Bu kişinin garip yanı, hareket ederken nefes alıp verme sesi ya da yerde hareket ettiği izi olmamasıydı. Kalp atışları neredeyse hiç yoktu!
"Ne garip bir tür. Önce bankaya gitti, sonra Potion Town'a gitti ve iki gün boyunca kendini hanın içine kilitledi. Şimdi de bu kadar et alıp şehirden çıktı. Ne halt ediyor bu adam ve ben neden bu tuhaf adamı takip etme görevini aldım ki?" Takipçi sinirlenerek düşündü.

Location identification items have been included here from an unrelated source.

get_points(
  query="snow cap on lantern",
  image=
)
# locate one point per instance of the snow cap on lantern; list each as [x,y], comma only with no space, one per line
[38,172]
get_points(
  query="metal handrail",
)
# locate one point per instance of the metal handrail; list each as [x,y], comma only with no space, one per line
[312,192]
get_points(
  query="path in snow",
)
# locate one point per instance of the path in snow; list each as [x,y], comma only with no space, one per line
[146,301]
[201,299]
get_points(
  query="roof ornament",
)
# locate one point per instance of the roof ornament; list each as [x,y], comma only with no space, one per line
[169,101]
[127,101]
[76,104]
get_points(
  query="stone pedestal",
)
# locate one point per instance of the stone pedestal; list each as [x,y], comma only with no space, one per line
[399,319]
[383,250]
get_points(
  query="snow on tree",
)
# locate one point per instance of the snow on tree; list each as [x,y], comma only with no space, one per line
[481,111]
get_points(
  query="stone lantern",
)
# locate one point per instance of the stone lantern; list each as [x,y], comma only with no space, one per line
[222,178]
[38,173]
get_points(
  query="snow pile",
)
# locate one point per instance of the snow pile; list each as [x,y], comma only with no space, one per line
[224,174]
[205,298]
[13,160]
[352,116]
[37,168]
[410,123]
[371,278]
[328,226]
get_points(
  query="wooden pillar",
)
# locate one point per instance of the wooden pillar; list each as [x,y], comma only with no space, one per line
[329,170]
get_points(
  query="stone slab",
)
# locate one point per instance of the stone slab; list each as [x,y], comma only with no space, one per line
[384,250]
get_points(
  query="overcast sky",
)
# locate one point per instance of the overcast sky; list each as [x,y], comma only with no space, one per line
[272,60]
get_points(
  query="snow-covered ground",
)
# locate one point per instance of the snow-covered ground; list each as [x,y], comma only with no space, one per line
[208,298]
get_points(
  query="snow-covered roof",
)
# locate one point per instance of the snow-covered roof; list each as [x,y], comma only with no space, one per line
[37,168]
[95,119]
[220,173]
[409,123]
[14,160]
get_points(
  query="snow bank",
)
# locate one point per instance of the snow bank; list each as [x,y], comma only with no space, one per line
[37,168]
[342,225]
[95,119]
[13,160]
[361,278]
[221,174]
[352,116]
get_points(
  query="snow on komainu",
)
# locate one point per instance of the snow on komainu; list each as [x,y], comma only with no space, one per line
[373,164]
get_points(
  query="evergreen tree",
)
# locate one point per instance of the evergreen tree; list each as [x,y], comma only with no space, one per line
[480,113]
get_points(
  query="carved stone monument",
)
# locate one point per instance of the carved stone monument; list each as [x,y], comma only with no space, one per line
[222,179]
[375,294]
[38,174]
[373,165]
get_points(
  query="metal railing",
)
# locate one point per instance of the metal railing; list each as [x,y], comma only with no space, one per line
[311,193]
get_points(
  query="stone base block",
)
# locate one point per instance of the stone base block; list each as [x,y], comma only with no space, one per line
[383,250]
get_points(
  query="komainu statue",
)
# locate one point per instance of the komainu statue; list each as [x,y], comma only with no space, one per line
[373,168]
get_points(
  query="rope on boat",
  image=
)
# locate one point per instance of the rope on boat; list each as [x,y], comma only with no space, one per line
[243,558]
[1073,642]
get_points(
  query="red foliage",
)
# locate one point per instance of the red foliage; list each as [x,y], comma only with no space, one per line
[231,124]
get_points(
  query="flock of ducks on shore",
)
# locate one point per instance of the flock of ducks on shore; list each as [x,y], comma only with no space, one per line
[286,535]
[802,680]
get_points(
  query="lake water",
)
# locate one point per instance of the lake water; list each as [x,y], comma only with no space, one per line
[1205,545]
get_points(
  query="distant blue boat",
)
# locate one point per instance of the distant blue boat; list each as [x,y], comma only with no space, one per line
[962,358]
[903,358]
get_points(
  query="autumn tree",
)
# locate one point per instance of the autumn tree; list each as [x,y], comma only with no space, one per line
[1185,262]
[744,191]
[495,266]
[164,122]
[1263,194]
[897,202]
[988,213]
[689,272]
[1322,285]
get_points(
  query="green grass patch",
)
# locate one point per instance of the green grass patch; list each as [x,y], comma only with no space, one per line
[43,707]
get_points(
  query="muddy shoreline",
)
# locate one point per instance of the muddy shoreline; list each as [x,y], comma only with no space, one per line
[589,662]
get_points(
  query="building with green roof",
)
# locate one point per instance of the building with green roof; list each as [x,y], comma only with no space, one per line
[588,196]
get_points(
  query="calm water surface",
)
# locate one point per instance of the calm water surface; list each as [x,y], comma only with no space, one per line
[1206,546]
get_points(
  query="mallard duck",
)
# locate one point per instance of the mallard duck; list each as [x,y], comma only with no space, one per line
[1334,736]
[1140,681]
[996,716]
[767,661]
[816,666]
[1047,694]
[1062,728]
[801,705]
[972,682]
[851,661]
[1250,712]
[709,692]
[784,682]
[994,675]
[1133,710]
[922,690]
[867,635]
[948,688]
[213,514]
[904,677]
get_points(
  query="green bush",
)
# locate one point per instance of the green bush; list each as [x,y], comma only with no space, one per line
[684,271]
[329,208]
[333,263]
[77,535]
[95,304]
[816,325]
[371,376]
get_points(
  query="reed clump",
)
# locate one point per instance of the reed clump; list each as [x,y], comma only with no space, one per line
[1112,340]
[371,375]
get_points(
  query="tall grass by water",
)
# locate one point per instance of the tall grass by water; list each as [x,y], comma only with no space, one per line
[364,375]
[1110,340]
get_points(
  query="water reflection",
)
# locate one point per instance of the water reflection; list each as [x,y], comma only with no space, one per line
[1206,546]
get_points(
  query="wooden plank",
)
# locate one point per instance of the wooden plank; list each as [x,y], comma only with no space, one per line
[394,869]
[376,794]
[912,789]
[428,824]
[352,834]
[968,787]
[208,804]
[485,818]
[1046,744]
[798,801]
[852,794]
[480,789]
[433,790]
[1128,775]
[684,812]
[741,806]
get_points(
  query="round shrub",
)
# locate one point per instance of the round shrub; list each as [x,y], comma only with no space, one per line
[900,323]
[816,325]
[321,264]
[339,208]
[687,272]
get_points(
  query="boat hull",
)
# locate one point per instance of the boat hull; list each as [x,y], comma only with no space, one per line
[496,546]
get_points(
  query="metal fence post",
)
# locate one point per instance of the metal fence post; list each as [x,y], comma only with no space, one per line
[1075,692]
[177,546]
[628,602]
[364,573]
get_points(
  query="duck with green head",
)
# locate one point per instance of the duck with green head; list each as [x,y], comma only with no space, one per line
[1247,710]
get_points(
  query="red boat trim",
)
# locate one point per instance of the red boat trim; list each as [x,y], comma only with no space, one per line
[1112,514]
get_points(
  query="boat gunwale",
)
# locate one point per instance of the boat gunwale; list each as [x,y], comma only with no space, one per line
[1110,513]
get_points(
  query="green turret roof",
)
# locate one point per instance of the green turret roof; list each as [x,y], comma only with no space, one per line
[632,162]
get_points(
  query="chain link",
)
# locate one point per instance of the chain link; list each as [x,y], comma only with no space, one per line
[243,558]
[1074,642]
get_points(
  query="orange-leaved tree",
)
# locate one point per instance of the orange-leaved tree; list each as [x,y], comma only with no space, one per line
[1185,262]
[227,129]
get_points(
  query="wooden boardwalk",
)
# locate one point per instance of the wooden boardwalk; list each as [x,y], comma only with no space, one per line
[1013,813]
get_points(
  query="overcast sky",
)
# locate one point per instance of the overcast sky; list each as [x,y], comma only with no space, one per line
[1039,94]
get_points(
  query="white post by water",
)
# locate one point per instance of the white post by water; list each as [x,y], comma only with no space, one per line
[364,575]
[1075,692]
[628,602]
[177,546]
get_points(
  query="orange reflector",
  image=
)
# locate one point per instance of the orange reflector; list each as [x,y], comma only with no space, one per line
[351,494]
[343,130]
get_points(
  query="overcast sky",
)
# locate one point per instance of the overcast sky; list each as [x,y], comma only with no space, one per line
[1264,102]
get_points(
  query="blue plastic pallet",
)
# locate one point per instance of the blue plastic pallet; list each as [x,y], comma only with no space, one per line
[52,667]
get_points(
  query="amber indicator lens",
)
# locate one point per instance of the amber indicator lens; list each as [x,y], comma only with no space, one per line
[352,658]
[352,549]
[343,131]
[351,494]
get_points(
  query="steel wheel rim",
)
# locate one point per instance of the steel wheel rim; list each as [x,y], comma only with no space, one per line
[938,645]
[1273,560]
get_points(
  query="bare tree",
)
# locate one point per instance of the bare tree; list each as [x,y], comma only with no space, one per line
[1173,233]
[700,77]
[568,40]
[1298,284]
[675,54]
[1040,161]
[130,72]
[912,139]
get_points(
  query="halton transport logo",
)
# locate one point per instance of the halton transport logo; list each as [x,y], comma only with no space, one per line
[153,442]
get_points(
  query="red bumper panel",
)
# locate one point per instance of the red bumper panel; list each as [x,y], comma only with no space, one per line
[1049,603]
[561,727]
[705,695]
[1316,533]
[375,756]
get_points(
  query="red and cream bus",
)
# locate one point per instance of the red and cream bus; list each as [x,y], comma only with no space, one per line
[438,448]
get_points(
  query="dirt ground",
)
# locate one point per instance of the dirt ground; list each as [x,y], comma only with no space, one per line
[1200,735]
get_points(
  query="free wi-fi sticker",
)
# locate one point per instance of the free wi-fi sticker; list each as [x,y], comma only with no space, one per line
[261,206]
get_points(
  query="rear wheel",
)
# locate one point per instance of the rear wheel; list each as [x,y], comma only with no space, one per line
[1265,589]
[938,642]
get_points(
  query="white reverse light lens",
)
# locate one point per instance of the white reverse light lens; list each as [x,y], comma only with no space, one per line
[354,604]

Ancak, nehirden sadece birkaç yüz metre uzaktayken, Jacob'un aniden ağaçların arasında kazmaya başladığını gördü ve ardından Jacob'un yerden iki büyük çanta çıkardığını fark etti!
Gri gözleri şaşkınlıkla büyüdü, 'Demek saklayacak bir şeyi var! Acaba o, bazı önemli klanları soyup hazineleriyle buraya kaçan hırsızlardan biri olabilir mi?
'Öyle olmalı, ve o moruk bunu fark etti, bu yüzden onu takip etmemi ve şüpheli bir şey yaparsa rapor etmemi söyledi.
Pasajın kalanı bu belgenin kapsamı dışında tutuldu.